Back to Milvus

Error Handling Guide

docs/dev/error_handling_guide.md

2.6.1917.8 KB
Original Source

Error Handling Guide

How to produce and return errors in Milvus server code — the day-to-day how-to. For the underlying rules, the sentinel naming convention, and the enforcement roadmap, see error_sentinel_convention.md. For real positive/negative examples of the mistakes that survive review — wrong classification, masked codes, broken errors.Is chains — see error_handling_casebook.md. For the canonical numeric code list, see the sentinel definitions in pkg/util/merr/errors.go. (The appendix_d_error_code.md appendix predates merr and lists the deprecated commonpb.ErrorCode enum, not the merr codes.)

TL;DR

  1. Never return errors.New(...) or return fmt.Errorf(...). A linter rejects it (see The one rule).
  2. An error that leaves your component must be a typed error carrying a code. The lingua franca across Milvus components is merr.
  3. Pick one of three forms: originate a typed merr, add context with merr.Wrap, or — only if a caller branches on it by identity — a package-level sentinel.

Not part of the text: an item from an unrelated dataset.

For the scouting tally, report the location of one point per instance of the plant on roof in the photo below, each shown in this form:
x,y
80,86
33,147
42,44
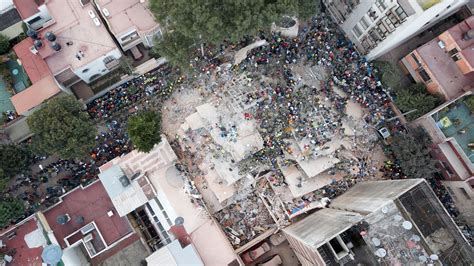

The mental model: three kinds of error, one boundary rule

Milvus has three legitimate kinds of error, distinguished by how far they travel, not by syntax:

KindScopeCarrierExample
① merracross Milvus components & to clientsnumeric code on the main gRPC wiremerr.ErrCollectionNotFound
② component-internal dialectbetween sub-modules of one big componentthat component's own typed error + its own wirestreamingutil/status.StreamingError
③ internal sentinelwithin a single Go processerrors.New pointer identity, caught by errors.IserrSessionVersionCheckFailure

The single rule that ties them together:

The error you must return follows the interface's promise — it is decided by who is on the other side of the boundary you are crossing, not by where the error was born.

  • Crossing into another Milvus component (proxy → rootcoord), or returning to a client: the promise is merr. Translate to a typed merr at that boundary.
  • Staying inside one component (e.g. the streaming sub-modules talking to each other): the component may speak its own typed dialect (StreamingError). It is not required to be merr — but it must still be typed, and it gets translated to merr at the component's outer edge.
  • On no wire, ever: a bare errors.New / fmt.Errorf. Internal sentinels (kind ③) are bare, but they never reach a wire — they are caught by errors.Is and translated first.

Why component-internal dialects are allowed (the StreamingError case)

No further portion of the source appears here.